SALT LAKE CITY, Utah (Jan. 31, 2024) – Yesterday, the Utah House and Senate gave final approval to the Constitutional Sovereignty Act, a bill that would create a process to end state and local enforcement of some federal actions in the state and set the stage to stop them in practice and effect.
Sen. Scott Sandall filed Senate Bill 57 (SB57). Under the proposed law, the Utah legislature would have the authority to pass a concurrent resolution prohibiting a state or local government officer from enforcing or assisting in the enforcement of a federal directive within the state if the legislature determines the federal directive “violates the principles of state sovereignty.”
SB57 defines “federal directive” as:
- a statute passed by the United States Congress
- an executive order by the President of the United States
- a rule or regulation adopted by a federal agency;
A federal directive would “violate the principles of state sovereignty “if the federal directive restricts or infringes upon a power or a right reserved to the state by the Tenth Amendment to the United States Constitution or the state’s rights or interests to provide for the health, safety, and welfare and promote the prosperity of the state’s inhabitants,” as determined by the state legislature.
The bill went to a conference committee to iron out differences between the House and Senate versions. The Senate approved the final language by a 24-5 vote. The House passed the final version 57-14. The bill now moves to Gov. Spencer Cox’s desk for his consideration.
The Salt Lake Tribune ran a story claiming “the Supreme Court has repeatedly ruled” that states do not have the authority to “ignore federal laws and regulations if they think those mandates are unconstitutional.”
This is incorrect.
In the first place, SB57 doesn’t create a process to “ignore” federal laws and regulations. It creates a process to prohibit the state from using its own personnel and resources to enforce federal laws and regulations.

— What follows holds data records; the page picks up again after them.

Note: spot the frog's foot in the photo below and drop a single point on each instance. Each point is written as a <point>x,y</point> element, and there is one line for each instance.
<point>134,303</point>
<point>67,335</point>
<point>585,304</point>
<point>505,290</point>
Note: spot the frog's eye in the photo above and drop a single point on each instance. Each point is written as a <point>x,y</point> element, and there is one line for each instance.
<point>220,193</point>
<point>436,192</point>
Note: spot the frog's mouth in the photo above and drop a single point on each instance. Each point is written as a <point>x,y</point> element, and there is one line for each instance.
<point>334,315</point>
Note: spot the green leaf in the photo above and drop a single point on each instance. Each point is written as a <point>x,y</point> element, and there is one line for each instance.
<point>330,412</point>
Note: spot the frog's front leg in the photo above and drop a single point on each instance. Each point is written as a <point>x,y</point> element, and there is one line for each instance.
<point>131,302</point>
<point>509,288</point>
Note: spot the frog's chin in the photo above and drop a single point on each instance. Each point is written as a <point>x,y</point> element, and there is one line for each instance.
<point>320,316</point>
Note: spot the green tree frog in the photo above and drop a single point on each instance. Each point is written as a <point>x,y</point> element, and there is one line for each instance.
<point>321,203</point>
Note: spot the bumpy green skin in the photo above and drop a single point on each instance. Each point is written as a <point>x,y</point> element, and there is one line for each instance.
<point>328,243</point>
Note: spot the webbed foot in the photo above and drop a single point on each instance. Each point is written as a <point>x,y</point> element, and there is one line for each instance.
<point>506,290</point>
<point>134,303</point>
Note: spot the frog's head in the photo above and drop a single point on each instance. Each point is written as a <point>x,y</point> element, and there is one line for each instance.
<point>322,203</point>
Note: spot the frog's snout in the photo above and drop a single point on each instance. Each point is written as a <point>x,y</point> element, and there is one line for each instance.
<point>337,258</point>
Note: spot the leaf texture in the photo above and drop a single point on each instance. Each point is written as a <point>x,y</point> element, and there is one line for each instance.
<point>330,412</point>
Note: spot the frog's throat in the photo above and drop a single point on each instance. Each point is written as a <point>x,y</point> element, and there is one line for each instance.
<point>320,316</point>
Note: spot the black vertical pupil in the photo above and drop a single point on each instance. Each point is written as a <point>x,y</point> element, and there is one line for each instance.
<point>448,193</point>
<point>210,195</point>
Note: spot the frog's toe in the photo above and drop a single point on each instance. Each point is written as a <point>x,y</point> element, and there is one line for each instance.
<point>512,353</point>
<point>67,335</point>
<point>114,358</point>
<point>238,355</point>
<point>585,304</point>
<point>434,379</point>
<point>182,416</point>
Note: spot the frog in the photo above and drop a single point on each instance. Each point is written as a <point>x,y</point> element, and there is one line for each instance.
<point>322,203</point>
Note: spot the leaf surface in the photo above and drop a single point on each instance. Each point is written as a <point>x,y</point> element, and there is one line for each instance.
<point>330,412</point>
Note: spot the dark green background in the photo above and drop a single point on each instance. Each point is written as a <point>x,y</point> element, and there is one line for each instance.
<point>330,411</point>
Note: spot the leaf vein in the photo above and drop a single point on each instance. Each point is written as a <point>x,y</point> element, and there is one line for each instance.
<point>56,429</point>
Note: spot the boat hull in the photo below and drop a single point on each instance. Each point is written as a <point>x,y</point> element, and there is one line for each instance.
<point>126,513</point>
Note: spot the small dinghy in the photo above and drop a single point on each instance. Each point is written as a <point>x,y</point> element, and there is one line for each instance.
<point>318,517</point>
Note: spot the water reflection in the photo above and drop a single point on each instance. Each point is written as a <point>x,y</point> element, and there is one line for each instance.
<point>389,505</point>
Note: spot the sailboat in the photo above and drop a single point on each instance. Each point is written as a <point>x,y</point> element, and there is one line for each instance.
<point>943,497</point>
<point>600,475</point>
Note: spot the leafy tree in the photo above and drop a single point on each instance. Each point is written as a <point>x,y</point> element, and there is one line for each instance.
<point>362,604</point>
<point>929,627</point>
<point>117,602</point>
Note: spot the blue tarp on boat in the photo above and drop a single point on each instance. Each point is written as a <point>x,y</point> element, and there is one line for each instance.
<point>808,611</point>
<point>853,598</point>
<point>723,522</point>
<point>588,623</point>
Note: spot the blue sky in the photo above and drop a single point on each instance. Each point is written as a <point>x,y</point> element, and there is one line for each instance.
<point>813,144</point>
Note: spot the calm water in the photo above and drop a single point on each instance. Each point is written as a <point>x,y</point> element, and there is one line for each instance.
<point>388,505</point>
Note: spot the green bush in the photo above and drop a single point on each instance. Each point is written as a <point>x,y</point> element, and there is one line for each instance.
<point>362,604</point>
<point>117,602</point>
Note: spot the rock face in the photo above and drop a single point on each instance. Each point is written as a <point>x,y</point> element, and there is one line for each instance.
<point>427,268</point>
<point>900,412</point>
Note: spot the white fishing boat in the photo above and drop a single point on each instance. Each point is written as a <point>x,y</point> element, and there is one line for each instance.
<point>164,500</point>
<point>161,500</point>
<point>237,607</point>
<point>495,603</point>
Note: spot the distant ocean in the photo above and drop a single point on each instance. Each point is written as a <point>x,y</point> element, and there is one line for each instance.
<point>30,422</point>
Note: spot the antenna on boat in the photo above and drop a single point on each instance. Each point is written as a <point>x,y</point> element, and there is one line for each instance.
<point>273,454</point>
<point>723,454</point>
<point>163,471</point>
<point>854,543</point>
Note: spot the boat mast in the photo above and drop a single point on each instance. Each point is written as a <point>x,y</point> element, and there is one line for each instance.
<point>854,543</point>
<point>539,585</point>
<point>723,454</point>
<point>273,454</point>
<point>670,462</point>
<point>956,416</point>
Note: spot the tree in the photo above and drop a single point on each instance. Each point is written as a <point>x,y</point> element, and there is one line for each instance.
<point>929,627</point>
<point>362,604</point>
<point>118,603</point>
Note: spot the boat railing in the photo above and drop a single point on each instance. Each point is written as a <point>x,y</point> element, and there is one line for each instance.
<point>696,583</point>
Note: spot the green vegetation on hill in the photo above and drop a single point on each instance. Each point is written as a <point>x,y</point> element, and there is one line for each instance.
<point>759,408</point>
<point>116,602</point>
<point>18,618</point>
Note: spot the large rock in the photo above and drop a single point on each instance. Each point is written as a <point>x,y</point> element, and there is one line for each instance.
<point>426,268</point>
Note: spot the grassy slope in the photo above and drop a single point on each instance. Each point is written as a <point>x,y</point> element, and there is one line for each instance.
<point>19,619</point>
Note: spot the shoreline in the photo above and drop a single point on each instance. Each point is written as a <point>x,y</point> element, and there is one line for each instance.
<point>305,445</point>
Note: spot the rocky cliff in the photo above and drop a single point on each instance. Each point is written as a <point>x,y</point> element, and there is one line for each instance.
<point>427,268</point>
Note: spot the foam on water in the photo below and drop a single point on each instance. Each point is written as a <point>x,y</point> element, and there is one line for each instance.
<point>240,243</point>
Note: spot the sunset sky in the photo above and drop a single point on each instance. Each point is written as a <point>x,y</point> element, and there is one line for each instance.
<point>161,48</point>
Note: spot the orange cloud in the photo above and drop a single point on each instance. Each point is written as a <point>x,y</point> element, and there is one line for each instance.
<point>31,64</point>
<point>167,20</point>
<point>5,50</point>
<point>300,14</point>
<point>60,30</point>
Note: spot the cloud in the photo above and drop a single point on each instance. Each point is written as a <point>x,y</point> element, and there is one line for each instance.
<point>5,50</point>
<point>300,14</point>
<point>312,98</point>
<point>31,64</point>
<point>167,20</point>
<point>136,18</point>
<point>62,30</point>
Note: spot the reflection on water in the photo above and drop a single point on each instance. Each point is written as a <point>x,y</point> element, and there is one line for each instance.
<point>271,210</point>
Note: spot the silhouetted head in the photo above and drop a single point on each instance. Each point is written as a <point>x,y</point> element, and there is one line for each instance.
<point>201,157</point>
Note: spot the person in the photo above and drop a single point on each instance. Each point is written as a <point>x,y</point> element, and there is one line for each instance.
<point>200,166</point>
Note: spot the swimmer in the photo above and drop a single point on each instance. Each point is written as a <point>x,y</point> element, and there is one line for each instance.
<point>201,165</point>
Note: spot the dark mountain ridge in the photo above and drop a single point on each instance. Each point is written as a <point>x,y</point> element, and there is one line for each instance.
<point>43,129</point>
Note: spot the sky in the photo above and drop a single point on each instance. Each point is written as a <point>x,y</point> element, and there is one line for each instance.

It would not interfere with federal enforcement at all.
And the truth is the Supreme Court has repeatedly held that state and local governments don’t have to lift a finger to enforce a federal law or implement a federal program. This is true whether the federal actions are unconstitutional or not.
The provisions prohibiting the state from enforcing or implementing certain federal acts rest on a well-established legal principle known as the anti-commandeering doctrine. Simply put, the federal government cannot force states to help implement or enforce any federal act or program – whether constitutional or not. The anti-commandeering doctrine is based primarily on five Supreme Court cases dating back to 1842. Printz v. U.S. serves as the cornerstone.
“We held in New York that Congress cannot compel the States to enact or enforce a federal regulatory program. Today we hold that Congress cannot circumvent that prohibition by conscripting the States’ officers directly. The Federal Government may neither issue directives requiring the States to address particular problems, nor command the States’ officers, or those of their political subdivisions, to administer or enforce a federal regulatory program. It matters not whether policy making is involved, and no case by case weighing of the burdens or benefits is necessary; such commands are fundamentally incompatible with our constitutional system of dual sovereignty.”
No determination of constitutionality is necessary to invoke the anti-commandeering doctrine. State and local governments can refuse to enforce federal laws or implement federal programs whether they are constitutional or not.
Based on James Madison’s advice for states and individuals in Federalist #46, a “refusal to cooperate with officers of the Union” provides an extremely effective method to render federal laws, effectively unenforceable because most enforcement actions rely on help, support and leadership from the states. This legislation could effectively end enforcement of any federal laws deemed to violate the Constitution.
Fox News senior judicial analyst Judge Andrew Napolitano agreed this type of approach would be extremely effective. In a televised discussion on federal gun laws, he noted that a single state refusing to cooperate with enforcement would make federal gun laws “nearly impossible” to enforce.
The federal government relies heavily on state cooperation to implement and enforce almost all of its laws, regulations and acts. By simply withdrawing this necessary cooperation, states can nullify in effect many federal actions. As noted by the National Governor’s Association during the partial government shutdown of 2013, “States are partners with the federal government on most federal programs.”
Cox will have 20 days from the date the Utah legislature adjourns to sign or veto SB57. If he takes no action, it will become law without his signature.